Assuming, of course, that they knew where he was, or that he’d been buried at all. Now he came to think of it, there was no reason to believe that anybody had been watching when the hill fell on him; seeing your hand in front of your face was something of an achievement, thanks to the dust. How long would it take them, he wondered, to notice that he wasn’t there any more? Even if they missed him almost immediately, it wasn’t exactly an instinctive response to say,
Hey, we can’t find Temrai, he must be buried alive somewhere.
He thought of the number of times he’d gone looking for someone, failed to find them and given up in a temper, assuming they didn’t want to be found.
‘It’s all right,’ said a voice beside him. ‘They’ll find us. We’ve just got to be patient and try to stay calm.’
Temrai was surprised, but pleased. He couldn’t remember seeing anybody near him when the hill came down (but thanks to the dust, that was hardly conclusive). ‘Are you all right?’ he asked.
The voice laughed. ‘Never better,’ it replied. ‘Nothing I enjoy more than being stuck in a hole in the ground under a few tons of dirt. I find it helps me unwind.’

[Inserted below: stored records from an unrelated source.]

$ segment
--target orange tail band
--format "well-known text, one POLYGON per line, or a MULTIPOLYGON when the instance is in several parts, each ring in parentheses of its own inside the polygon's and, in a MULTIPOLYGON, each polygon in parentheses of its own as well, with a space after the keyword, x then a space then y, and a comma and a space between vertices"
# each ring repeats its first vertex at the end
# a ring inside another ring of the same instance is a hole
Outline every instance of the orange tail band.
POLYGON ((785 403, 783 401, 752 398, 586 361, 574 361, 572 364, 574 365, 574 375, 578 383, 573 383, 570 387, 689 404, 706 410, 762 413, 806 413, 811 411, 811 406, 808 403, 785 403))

The voice was familiar - very familiar, in fact - but he couldn’t quite place it. So familiar that asking,
Excuse me, but who are you
? would be embarrassing. ‘Can you move at all?’ he asked.
‘No. How about you?’
‘Not so as you’d notice.’ It was odd, Temrai reflected, that he could hear the other man so clearly, as if they were sitting opposite each other in a tent. Maybe the human voice carried well through dirt; he didn’t know enough about such things to be able to form an opinion. ‘Maybe we should shout or something,’ he said, ‘let them know we’re here.’